Uno riguarda la mobilità sostenibile, perché un buon numero di candidati ha messo al primo posto nelle priorità la mobilità pubblica. Non posso che richiamare in proposito l’illuminante presentazione di Andrea Poggio al nostro incontro pubblico del 1° marzo (https://www.youtube.com/watch?v=q5EtnWRwWGo&t=4397s) nel quale sono state illustrate le numerose e diverse possibilità di migliorare il trasporto pubblico.
Purtroppo non si vede oggi alcun rafforzamento significativo del trasporto pubblico, se si eccettuano gli investimenti previsti dal PNRR per la rete di Alta velocità.
Questo iato tra dichiarazioni ed azioni fa temere che molte prese di posizioine siano fini a se stesse..
Il secondo terreno su cui si è registrata una significativa convergenza è stato quello del futuro, anche istituzionale, dell’Unione Europea, di fronte al bivio tra maggiore integrazione o lento declino per il prevalere di interessi e logiche nazionali.

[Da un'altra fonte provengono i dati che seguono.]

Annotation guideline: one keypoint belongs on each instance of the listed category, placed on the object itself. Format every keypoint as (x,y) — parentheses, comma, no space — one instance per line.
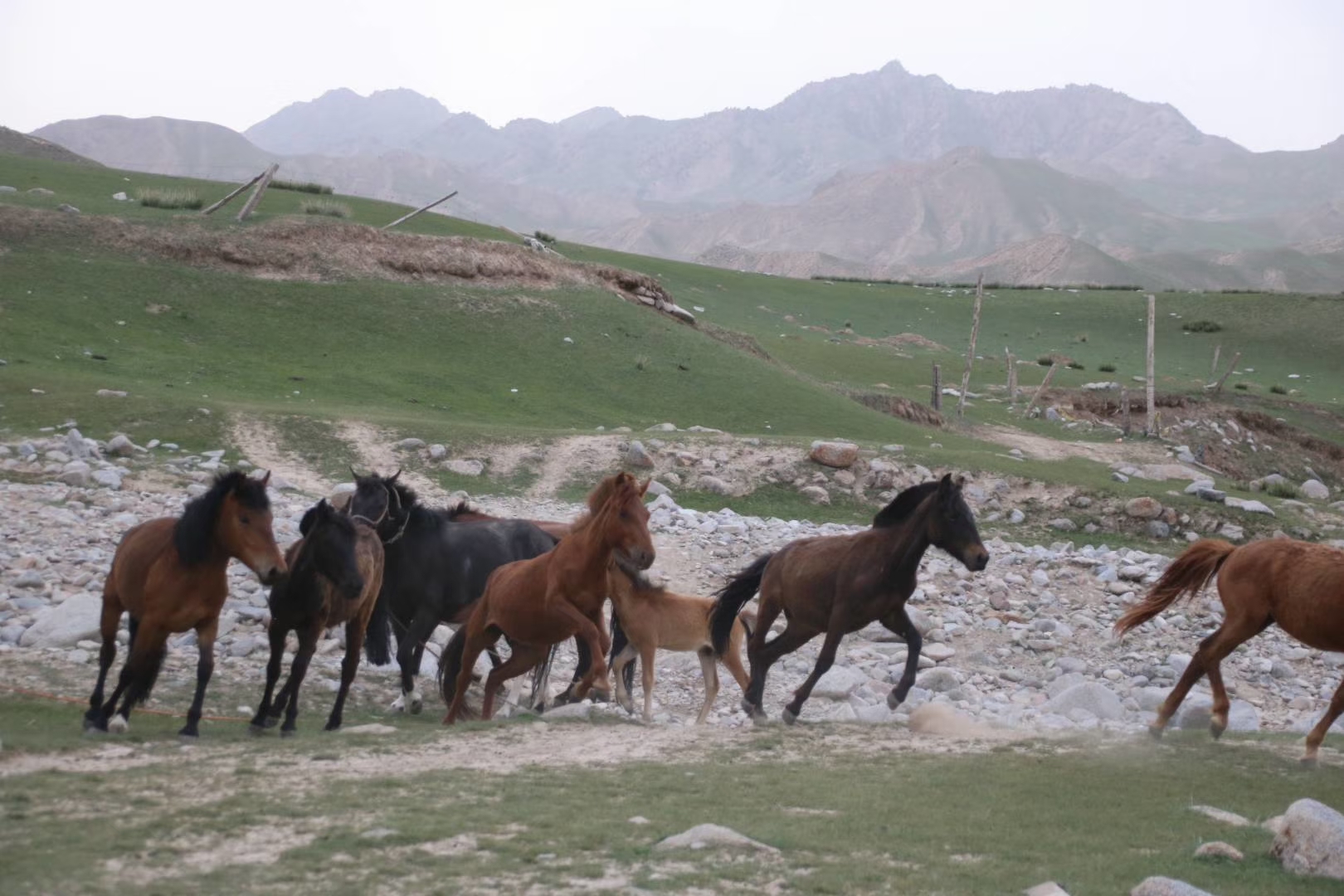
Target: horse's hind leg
(824,660)
(205,668)
(709,668)
(1317,737)
(898,621)
(110,624)
(353,644)
(264,718)
(1211,652)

Nessuno ha sostenuto posizioni di riduzione della sovranità europea, molti hanno auspicato una maggiore assunzione di responsabilità delle istituzioni europee, arrivando anche alla modifica dei trattati e ad incisive riforme istituzionali.
Dove l’esigenza di una maggiore integrazione europea è stata proposta con più convinzione è stato nel campo delle politiche industriali.
Sull’Europa incombe il rischio di perdita di competitività e deindustrializzazione, particolarmente in settori strategici come quelli centrali per la decarbonizzazione, fotovoltaico, auto elettriche, batterie. L’Europa rischia di essere il vaso di coccio tra vasi di ferro, un’economia frammentata che si confronta con economie continentali come Cina e Russia.
Senza una politica industriale comunitaria, è stato detto, il confronto sarà impari e l’industria europea non sarà in grado di salvaguardare la sua forza sul mercato globale.
Alla politica industriale si aggiunge il rebus della leva finanziaria: come sosterrà gli investimenti necessari l’Unione, stretta tra nuovo patto di stabilità e fine del Next Generation EU?
Per molti quest’ultimo va riproposto, reso strutturale, ed il bilancio europeo va allargato per soddisfare l’imponente massa di risorse finanziarie necessarie alla transizione e non solo.
Interessanti quelle prospettive di muoversi verso l’Unione fiscale, per reperire risorse contrastando i paradisi fiscali interni e tassando extraprofitti e patrimoni dei super-ricchi.
Ricordo che idee in tal senso sono state presentate recentemente anche in autorevoli contributi della Banca Centrale Europea e della Scuola Sant’Anna di Pisa.